= Dennis Shere =

American author, journalist and lawyer

Dennis Shere is an American author, journalist and lawyer. Shere has written two books: Cain's Redemption, a biography about Warden Burl Cain of the Louisiana State Penitentiary at Angola, and The Last Meal — Defending an Accused Mass Murderer, about the defendants in the Brown's Chicken massacre case. Shere was one of the defense attorneys who represented Juan Luna, who received a life sentence.

A native of Cleveland, Shere graduated from Ohio University in the early 1960s with bachelor's and master's degrees in journalism. He served as publisher of Cox Newspapers in Ohio — the Dayton Daily News and Springfield News-Sun — and as general manager of Moody Bible Institute's media operations in Chicago.

In 1988, Shere was fired as Daily News publisher by Cox Newspapers because he rejected a health lecture advertisement by homosexual groups.
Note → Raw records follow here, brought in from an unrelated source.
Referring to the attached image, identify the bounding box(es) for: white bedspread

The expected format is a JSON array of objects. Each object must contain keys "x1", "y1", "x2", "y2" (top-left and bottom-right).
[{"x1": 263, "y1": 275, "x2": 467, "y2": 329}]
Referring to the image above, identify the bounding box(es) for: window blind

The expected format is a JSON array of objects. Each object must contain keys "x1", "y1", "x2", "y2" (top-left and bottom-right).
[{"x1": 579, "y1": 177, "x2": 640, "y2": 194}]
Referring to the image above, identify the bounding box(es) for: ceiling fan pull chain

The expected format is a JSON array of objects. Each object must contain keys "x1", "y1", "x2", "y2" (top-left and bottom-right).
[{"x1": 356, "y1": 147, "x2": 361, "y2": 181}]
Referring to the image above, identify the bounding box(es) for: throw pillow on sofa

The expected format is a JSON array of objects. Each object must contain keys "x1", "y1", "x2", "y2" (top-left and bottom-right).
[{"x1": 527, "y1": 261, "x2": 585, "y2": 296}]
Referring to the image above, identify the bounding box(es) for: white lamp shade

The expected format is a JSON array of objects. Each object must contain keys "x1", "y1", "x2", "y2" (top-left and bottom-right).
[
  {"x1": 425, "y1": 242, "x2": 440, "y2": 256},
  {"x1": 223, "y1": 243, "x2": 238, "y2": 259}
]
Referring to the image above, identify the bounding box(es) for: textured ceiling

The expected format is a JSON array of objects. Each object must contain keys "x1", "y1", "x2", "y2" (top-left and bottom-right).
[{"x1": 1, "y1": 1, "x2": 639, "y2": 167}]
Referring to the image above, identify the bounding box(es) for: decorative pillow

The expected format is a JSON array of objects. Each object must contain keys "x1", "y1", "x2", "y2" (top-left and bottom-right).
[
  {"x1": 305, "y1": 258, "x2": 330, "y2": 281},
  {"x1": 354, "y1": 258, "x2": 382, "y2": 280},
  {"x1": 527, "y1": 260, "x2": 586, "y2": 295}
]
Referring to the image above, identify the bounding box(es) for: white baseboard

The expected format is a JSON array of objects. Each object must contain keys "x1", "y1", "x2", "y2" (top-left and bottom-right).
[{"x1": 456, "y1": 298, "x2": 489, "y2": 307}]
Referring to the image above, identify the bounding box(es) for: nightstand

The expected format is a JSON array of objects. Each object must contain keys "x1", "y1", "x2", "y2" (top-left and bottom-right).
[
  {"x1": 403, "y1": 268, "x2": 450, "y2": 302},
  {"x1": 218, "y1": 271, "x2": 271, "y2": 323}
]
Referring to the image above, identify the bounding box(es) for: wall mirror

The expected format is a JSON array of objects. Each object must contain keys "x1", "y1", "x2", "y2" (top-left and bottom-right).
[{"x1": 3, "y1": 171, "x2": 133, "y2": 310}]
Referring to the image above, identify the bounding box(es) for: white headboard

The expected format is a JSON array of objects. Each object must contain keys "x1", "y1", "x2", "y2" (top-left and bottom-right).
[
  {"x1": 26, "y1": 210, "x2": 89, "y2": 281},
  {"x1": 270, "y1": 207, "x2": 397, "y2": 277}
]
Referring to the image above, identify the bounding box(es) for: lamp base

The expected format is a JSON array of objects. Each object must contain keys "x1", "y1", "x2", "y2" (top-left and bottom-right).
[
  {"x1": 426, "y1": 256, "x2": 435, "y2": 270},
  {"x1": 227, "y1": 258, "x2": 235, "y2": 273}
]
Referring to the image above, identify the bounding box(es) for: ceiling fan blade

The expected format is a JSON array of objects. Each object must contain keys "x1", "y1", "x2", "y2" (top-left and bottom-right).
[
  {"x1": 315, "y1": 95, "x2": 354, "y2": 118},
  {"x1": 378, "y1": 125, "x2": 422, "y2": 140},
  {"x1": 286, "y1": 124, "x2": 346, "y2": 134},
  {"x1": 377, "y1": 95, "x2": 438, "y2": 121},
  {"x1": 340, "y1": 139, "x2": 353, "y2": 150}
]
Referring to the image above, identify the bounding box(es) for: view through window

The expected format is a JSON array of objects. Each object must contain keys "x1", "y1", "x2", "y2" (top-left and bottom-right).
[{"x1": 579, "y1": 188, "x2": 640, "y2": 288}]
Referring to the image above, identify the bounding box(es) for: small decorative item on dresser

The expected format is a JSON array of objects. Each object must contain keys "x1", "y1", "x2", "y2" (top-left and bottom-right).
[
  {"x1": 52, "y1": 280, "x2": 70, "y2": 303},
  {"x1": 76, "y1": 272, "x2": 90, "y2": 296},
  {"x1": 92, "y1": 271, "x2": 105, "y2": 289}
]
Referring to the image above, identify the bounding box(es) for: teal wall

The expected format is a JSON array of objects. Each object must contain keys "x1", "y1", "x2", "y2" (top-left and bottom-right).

Shere cited his "Christian perspective" in declining to print the ad. The Southern Baptist Convention subsequently passed a resolution calling on "all media to refuse advertising that promotes homosexuality or any other lifestyle that is destructive to the family". The resolution said Shere was fired for his "commitment to defend traditional moral and family values". The company responded that it was defending freedom of expression for all people, saying "We cannot compromise on the constitutional issue of equal access to the press".

In 2000, Shere began attending law school. He graduated from the DePaul University College of Law in Chicago and passed the Illinois bar exam in 2003. He formerly served as an assistant public defender in Kane County, Illinois.